Penasaran? Jelas. Teriakan kasarnya memang cuma sekali. Tapi, setelah itu, kata-kata hinaan yang diucapkan dengan intonasi menyakitkan meluncur dengan volume yang cukup keras. Siapa yang tidak sakit telinga mendengar kalimat-kalimat brengsek seperti itu. Lagipula, ini sekolah, tempat di mana manusia dididik untuk menjadi seseorang yang terpelajar baik tingkah lakunya maupun otaknya. Kalimat-kalimat yang sampai sekarang masih mengudara ini benar-benar tidak pantas didengar di lingkungan sekolah!

Dia pun meninggalkan pekerjaannya sejenak dan mengintip taman bermain itu. Empat orang anak laki-laki yang badannya cukup besar. Mungkin anak SMP. Lalu, seorang anak yang badannya jauh lebih kecil dengan rambut yang, mm, biru. Anak SD mungkin. Keempat orang itu mengelilingi si rambut biru. Mendorong-dorong si rambut biru, dengan tenaga yang tidak ditahan sampai tubuh kecil itu cuma bisa mengikuti arah dorongan-dorongan itu. Caci maki pun terus terlontar.

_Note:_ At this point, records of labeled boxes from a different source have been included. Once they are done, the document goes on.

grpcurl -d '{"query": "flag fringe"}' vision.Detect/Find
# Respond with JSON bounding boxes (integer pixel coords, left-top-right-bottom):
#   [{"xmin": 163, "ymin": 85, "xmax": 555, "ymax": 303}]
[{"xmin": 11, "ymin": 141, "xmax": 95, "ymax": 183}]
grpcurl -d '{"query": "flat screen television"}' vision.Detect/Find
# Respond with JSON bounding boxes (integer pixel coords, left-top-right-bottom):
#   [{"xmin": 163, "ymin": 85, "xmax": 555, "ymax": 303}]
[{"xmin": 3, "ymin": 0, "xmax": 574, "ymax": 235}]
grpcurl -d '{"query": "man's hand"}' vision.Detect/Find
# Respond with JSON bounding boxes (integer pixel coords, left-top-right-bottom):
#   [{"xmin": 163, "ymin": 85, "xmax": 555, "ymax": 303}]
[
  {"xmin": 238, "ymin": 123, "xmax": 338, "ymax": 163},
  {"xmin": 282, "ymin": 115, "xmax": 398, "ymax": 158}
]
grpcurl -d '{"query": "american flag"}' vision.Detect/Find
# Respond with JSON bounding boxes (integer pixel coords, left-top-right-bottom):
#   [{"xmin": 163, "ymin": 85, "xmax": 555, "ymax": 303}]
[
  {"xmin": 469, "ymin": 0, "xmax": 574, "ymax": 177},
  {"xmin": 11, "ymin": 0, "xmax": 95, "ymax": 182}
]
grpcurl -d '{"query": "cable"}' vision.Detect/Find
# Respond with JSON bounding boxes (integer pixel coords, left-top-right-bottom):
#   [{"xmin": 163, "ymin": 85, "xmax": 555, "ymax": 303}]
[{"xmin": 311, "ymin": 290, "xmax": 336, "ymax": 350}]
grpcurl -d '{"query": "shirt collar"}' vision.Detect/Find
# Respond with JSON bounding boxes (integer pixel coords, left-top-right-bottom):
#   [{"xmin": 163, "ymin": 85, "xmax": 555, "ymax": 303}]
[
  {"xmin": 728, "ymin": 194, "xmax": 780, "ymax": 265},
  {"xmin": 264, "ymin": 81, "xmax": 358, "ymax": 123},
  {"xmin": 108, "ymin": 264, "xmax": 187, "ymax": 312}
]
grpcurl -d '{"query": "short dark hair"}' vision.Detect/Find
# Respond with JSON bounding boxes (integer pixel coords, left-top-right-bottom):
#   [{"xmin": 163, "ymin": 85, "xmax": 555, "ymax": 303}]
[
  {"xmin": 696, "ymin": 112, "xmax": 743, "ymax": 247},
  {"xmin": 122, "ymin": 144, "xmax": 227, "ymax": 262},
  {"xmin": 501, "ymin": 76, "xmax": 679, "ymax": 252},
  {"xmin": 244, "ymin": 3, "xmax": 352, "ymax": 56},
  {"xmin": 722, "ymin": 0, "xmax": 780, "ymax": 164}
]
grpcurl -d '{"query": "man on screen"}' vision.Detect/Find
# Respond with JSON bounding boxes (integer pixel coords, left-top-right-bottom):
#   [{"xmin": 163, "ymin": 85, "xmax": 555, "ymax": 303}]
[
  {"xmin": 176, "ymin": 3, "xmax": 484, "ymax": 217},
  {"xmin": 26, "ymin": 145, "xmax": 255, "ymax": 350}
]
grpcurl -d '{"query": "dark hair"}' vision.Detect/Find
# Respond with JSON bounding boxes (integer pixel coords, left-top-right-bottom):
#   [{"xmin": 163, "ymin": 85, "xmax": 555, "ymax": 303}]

Day Two - A Little Girl (Chapter III)

on Thursday, June 03, 2010
Berlari secepat dia bisa menuju kembali ke kelas. Sensei pasti mau membantu! Pasti! Riki-kun memang nakal karena bawa-bawa binatang-binatang jelek itu. Tapi, kan harusnya sensei yang marahin. Kok malah orang-orang seram itu, sih!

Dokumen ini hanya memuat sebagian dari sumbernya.